What has been your favorite class so far?
[Marali] Community Health Theory and Practice II  [PUBH 6051] and Evaluation 1 [PUBH 6034] which are both taught by Traci Toomey, have been my favorite classes so far. Learning how to create our own intervention from scratch and developing a grant proposal is a rewarding experience and builds incredibly valuable skills that are essential for public health. 

In what ways is the school a good fit for you? Portrait of Marali Singaraju
[Marali] There are a lot of people who I’m close to within my program, and having a lot of people from diverse and different backgrounds has been comforting. The professors and students in the Community Health Promotion program are caring, open, and kind to the point where we are comfortable checking in during class to talk about our mental health. For me, I have a lot of COVID anxiety being involved in a lot of pandemic work, and my professors and peers have been supportive and flexible in response to my concerns. Overall, I feel as though I have a welcoming community here. 

Are you familiar with the school’s Strategic Plan for Antiracism?
[Marali] Yes, and I have also seen some of the planning that has come out of the Center for Antiracism Research for Health Equity (CARHE).

What are you most excited about in the plan?
[Marali] I think it’s great that we’re investing in this work and I hope it doesn’t stop with the research and that it leads to meaningful and impactful action.

What is your vision for an antiracist school of public health?
[Marali] I think one of the main areas would be our education curriculum. A lot of people entering public health are aware of inequities and racism but don’t have the mindset and commitment to address it. Most of the time we just spend a lot of energy talking about inequities and issues but less about how to address them or take action which is something that everyone should learn. I’ve seen a lot of health equity work put onto the BIPOC community to be done but it would be better to include health equity as a foundational piece of our curriculum and in general in the way our school and public health work functions such that everyone is involved.

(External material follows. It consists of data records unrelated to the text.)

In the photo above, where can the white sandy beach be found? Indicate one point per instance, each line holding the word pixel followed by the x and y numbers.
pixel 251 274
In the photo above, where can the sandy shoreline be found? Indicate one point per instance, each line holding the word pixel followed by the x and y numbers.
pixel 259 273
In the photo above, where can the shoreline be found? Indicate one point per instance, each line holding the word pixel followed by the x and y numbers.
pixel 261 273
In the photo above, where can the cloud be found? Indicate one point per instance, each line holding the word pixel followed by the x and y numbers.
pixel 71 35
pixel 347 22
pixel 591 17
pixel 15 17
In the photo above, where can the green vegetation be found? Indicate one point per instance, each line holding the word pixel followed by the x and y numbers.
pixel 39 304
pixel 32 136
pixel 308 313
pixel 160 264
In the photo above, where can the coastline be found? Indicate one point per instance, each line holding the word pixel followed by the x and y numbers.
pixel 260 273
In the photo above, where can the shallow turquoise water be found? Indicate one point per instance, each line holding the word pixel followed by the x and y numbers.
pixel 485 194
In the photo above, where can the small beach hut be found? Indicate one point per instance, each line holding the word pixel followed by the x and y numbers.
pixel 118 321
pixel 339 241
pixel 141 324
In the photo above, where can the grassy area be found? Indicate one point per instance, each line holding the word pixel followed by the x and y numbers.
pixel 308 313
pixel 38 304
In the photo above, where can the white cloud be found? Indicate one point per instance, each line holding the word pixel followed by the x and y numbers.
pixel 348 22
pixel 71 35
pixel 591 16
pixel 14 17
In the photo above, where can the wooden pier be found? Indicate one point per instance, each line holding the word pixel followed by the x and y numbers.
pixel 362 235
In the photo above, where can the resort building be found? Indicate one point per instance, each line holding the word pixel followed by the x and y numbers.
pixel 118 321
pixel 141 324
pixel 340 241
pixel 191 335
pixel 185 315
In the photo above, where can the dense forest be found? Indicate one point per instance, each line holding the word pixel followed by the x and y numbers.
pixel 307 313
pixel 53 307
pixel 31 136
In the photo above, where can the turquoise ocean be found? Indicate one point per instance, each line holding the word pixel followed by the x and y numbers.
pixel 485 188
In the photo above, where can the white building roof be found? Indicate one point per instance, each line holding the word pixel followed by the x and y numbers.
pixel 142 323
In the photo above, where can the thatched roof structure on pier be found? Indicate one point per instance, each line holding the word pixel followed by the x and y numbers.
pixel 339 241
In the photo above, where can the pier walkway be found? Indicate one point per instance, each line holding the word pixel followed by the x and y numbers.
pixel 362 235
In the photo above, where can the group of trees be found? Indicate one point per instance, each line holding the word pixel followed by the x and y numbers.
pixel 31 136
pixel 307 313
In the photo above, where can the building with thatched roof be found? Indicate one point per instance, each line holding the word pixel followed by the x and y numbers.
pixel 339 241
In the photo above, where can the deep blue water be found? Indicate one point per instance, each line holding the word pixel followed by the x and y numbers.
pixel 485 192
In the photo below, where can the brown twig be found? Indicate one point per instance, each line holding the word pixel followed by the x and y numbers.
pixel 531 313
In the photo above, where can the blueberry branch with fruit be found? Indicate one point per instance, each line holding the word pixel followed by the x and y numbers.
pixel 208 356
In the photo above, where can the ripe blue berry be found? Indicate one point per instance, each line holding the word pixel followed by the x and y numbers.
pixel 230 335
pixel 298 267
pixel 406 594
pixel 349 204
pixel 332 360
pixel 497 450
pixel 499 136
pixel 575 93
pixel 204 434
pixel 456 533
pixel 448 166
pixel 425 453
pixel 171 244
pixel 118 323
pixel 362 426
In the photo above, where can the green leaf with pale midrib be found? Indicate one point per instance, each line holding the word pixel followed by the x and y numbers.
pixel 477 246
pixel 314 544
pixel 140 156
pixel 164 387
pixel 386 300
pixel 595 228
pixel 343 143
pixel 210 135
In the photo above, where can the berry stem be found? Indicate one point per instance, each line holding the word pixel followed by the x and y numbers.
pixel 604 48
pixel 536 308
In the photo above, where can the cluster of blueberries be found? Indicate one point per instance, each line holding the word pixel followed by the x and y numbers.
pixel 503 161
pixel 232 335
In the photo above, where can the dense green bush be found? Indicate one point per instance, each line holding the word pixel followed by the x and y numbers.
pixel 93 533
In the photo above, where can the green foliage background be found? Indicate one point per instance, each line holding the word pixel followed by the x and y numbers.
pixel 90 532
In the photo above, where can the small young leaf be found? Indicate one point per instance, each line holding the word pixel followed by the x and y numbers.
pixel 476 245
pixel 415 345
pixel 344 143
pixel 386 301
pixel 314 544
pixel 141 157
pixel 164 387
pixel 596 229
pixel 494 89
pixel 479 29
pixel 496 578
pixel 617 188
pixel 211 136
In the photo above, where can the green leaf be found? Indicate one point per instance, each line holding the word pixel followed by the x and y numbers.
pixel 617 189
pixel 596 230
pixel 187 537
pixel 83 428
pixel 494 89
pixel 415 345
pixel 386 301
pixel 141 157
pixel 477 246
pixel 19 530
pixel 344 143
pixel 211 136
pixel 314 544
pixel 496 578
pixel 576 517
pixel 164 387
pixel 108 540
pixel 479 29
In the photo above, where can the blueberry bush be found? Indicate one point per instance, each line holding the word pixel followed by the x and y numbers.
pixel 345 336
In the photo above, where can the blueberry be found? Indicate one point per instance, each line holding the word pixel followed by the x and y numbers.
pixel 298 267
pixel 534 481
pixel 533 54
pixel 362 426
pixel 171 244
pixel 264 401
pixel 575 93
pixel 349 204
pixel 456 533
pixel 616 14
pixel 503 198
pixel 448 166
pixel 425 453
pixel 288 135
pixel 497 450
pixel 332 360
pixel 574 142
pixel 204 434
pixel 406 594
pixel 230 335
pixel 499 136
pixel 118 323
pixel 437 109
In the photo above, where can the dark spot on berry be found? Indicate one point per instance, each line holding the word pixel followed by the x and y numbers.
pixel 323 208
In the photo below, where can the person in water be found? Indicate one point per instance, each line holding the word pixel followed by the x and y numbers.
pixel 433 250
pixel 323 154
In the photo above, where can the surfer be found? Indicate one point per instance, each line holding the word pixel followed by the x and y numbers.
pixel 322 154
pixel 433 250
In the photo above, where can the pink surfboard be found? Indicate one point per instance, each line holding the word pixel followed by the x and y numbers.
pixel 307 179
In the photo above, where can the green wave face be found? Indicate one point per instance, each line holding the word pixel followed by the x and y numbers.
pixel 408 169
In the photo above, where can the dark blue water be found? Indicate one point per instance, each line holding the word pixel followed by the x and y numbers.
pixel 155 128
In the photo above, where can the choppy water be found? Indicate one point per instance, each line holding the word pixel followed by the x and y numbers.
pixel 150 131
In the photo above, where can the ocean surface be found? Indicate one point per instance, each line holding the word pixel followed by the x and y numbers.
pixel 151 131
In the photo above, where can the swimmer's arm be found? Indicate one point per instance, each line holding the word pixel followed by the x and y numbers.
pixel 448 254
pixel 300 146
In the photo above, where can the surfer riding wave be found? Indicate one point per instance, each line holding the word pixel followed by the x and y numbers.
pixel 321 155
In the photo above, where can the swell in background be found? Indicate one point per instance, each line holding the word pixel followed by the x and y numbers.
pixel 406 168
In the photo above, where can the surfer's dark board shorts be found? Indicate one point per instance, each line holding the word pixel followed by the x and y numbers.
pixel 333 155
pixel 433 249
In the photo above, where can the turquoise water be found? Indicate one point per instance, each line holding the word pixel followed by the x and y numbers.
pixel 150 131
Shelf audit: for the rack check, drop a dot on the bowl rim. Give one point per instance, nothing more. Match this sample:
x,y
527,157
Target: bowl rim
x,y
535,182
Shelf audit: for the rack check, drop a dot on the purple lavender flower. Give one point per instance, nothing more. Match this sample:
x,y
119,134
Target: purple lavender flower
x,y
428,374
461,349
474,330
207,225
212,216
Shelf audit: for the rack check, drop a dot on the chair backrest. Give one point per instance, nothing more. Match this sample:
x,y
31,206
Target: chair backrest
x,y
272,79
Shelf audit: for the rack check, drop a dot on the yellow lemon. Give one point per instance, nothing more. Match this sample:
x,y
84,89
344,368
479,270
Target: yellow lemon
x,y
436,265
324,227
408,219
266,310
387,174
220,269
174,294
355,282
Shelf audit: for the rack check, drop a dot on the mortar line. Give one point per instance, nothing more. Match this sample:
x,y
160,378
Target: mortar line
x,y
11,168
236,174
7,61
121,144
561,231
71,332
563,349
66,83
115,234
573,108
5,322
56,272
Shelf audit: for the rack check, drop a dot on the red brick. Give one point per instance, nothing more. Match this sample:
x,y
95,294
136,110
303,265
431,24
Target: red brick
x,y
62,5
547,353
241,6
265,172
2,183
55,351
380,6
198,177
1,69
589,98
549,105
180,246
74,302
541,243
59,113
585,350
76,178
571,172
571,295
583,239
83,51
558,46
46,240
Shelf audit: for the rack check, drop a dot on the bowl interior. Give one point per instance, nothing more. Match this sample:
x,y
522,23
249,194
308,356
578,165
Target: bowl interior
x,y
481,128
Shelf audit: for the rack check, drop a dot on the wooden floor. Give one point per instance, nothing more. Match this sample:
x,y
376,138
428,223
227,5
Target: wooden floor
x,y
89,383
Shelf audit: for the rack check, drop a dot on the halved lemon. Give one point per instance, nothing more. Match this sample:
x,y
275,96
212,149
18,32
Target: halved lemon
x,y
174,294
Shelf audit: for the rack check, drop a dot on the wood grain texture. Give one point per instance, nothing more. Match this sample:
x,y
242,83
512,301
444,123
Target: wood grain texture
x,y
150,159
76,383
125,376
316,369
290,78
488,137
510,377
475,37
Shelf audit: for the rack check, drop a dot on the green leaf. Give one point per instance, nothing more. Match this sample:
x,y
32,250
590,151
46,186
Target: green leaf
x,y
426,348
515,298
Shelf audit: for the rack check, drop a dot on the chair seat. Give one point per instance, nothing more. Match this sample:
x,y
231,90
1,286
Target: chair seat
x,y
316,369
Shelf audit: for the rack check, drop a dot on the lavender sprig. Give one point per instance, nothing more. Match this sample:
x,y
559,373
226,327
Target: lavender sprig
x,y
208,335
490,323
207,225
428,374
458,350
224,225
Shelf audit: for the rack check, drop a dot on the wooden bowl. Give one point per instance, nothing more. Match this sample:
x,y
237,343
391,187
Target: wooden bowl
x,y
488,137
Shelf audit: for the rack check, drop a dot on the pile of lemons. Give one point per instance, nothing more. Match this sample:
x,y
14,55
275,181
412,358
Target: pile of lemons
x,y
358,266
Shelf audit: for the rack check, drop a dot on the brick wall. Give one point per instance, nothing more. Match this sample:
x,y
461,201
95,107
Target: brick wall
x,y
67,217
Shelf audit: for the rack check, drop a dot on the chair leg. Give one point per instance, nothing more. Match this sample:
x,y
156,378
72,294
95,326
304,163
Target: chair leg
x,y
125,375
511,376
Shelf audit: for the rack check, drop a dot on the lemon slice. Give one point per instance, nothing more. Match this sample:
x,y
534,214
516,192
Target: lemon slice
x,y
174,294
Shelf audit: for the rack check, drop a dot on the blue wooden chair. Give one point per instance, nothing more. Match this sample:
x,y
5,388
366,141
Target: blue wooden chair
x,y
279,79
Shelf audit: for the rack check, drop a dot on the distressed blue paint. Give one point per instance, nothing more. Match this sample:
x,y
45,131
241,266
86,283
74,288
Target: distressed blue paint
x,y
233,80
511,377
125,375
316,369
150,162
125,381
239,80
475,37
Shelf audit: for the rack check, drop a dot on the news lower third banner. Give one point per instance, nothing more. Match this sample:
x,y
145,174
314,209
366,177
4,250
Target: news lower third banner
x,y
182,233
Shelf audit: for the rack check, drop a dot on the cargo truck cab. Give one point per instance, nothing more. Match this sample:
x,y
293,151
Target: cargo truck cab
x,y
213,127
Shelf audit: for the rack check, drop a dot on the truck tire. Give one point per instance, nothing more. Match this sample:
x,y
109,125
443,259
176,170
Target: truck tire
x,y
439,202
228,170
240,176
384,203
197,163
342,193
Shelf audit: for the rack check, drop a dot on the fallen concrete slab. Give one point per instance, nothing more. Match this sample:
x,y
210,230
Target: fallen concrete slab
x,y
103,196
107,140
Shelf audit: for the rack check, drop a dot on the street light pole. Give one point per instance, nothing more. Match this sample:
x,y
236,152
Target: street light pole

What do you like about being in Minnesota?
[Marali] I enjoy the diversity of the Twin Cities, we have so many communities locally and across the world from various backgrounds and histories and they contribute so much to the culture and growth of the Twin Cities. Most importantly, even with all of the police brutality and human rights events that have occurred in these past two years, and through all the heartbreak and pain, we have seen the strength of these communities rising together. The people here have shown me what it takes to make real change and the resiliency to move forward no matter what happens.